Although situated on the River Clyde and near to the centre of Scotland’s motorway system with major links close by. Bothwell has the air of being ‘off the beaten track’. The conservation village is well known for its high-quality housing, boutiques and fine dining. Despite being a modern and vibrant community, it boasts a long and dramatic history that parallels the history of the Scottish nation itself. The Romans were here and had a camp at nearby Bothwellhaugh. St. Mungo sent out his acolytes from Glasgow in the sixth century to found a Christian settlement on an already pagan, holy shrine. The present magnificent parish church, part mediaeval and part Victorian, stands on the same site.
In the 12th century Bothwell’s earliest ruling family, the Olifards, built a motte and bailey castle near the present parish church. Later lords of Bothwell built a great new stone castle on the banks of the Clyde, the ruins of which can still be visited. Besieged by by both Edward 1st of England and Edward 3rd, this castle, under the Douglas family, would become more palace than fortress and a centre with diplomatic links to the great courts of Europe. Part of it was demolished in the late 17th century to build a new mansion that after several re-buildings would become a stately home of unrivalled splendour housing a magnificent art collection. Sadly it was demolished in 1930.
Bothwell Bridge is so ancient that origins are unknown but as it has done for centuries, it still provides an important river crossing. Here in 1679 the Covenanters were defeated by a government army under the Duke of Monmouth. A monument to the battle may be seen at the bridge. Many famous personalities have been associated with Bothwell down through the centuries including William and Dorothy Wordsworth, Sir Walter Scott and James Boswell. Present-day Scottish literature is represented by the author Christopher Brookmyre, who lives in the village.

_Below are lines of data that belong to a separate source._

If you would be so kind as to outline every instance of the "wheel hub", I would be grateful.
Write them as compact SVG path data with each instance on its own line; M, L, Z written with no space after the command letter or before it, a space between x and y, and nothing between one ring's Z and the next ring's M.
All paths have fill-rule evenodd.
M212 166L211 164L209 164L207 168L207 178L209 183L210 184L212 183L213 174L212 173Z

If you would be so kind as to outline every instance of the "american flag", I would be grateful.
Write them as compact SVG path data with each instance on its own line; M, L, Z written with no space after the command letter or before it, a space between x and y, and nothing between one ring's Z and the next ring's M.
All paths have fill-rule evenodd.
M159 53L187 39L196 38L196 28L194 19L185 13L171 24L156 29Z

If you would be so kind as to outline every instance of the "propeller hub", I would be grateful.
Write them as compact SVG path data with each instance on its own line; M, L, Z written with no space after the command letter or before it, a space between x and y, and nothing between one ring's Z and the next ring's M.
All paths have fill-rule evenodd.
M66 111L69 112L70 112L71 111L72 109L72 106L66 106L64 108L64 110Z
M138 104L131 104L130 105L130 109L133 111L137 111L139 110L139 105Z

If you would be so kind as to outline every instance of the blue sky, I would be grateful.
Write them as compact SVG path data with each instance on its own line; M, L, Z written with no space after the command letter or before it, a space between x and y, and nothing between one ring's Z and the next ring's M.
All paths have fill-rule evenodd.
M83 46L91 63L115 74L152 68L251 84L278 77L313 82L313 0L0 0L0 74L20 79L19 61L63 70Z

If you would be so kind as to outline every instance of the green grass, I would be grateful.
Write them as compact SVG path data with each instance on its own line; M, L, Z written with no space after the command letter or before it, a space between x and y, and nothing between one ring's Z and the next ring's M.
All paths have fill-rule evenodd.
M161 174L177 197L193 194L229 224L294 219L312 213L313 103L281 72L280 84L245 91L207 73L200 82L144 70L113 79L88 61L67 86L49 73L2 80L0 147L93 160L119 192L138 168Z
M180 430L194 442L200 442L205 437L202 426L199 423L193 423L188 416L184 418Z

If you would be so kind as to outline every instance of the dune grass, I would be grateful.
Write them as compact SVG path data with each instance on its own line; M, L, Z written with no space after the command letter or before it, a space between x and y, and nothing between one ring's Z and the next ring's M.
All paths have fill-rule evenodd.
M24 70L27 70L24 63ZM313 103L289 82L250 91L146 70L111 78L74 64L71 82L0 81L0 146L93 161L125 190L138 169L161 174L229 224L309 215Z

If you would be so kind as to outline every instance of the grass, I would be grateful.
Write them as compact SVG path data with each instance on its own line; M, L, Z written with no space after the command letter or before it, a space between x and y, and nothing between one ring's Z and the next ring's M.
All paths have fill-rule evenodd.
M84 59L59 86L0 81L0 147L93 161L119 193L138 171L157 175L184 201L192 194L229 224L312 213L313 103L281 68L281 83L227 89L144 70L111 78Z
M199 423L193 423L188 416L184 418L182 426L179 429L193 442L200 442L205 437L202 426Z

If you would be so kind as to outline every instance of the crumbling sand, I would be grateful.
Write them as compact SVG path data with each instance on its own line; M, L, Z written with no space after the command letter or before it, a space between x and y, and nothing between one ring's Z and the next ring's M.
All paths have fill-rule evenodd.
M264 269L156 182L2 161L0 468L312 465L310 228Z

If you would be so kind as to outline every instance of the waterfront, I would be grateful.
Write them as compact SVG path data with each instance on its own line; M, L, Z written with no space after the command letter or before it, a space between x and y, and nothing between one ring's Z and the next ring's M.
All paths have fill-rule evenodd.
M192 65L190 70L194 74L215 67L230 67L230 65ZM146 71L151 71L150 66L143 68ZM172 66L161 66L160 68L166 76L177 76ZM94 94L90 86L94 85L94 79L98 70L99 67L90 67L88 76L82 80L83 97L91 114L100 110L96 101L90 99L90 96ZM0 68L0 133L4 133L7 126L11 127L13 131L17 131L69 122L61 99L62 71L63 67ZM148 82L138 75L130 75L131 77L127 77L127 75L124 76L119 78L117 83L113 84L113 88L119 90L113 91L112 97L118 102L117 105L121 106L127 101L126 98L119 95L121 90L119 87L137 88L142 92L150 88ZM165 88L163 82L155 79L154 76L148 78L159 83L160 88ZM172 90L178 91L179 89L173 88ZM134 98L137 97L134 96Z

The 19th century industrial revolution came to Bothwell with the establishment of a coal mine in the centre of the village. This lasted until the middle of the 20th century, but few signs of it still remain. For those who choose to come off the main road and visit, Bothwell has much to offer with its great castle, splendid church, and ancient bridge and battlefield, Georgian and Victorian mansions and its contemporary attractions of good shopping and dining. Few Scottish communities can better this combination of history and modern amenities.